Coping Techniques

Addiction comes in so very many forms. It can be an OCD-type of obsession, alcohol, food, drugs, gambling, or any number of things or behaviors that affect your thoughts and your day-to-day ability to function.

We go through life living our own unique experience and dealing with each event using our own viewpoint to make decisions. Most of us try to do the best with can with the hand that we are dealt. With that we all have our coping techniques. I went through periods of drinking too much and now can go months or years without a drop of alcohol. My most loyal coping mechanism has always been food.

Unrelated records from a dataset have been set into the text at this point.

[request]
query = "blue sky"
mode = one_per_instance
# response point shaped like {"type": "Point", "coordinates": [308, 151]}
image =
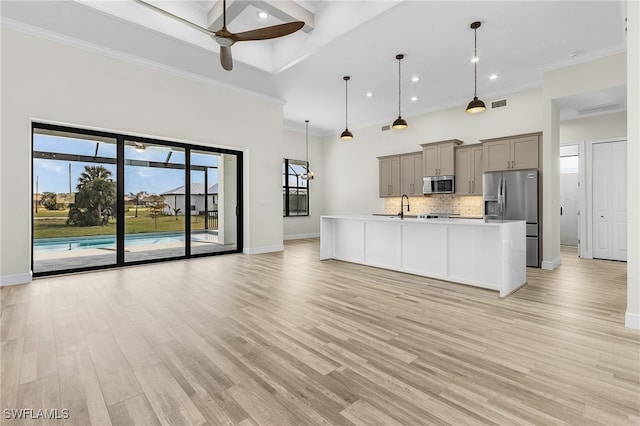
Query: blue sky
{"type": "Point", "coordinates": [53, 175]}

When I’m happy I eat. When I’m upset I eat. When I’m bored, aggravated, annoyed, tired or really any emotion at all. It’s truly an amazing feat that I am only tickling at 200lbs and not 500.

I’ve been told that overeating is a mechanism adopted by victims of childhood sexual abuse. Being overweight makes us feel safer because we are less attractive. It makes sense in a really dysfuntional kind of way. But, what is addiction other than a dysfunctional coping mechanism.

My father – the person who was the source of most of my abuse – died in the fall of 2014. I don’t miss him. I don’t miss the drunk phone calls telling me what a horrid person I am. I don’t miss the comments telling me that I’m worthless, fat, and that my daughters – his granddaughters – flirt with him or he knows they’ll be having sex soon.

Seriously – what kind of sick person says that kind of shit?

Since his death I’ve been healing. Baby steps, but steps nonetheless. I’m giving myself credit for all that I’ve accomplished, but also the daily steps I take – getting out of bed, telling my children that I believe in them and that they are capable of greatness and, yes, credit for choosing a salad instead of a burger.

His 75th birthday would have been this past Saturday. I wished him a happy birthday in hell and wished him crispiness as he burns.

Perhaps someday I will not take such pleasure in that thought or those wishes, but for now the image makes me smile.

Perhaps my healing will reach a peak when this insane lawsuit my half-sister served me and my brother with is over. See, my father also convinced her that I am worthless, but that she deserves the world. Heaven forbid – in her opinion – my brother share in our father’s estate and certainly I should get nothing.

That pain has been the source of my binge eating lately, but at least I see my self-destruction and understand the cause.

I know I am worthy of all the world has to offer. One day I won’t feel that I need to prove that to others.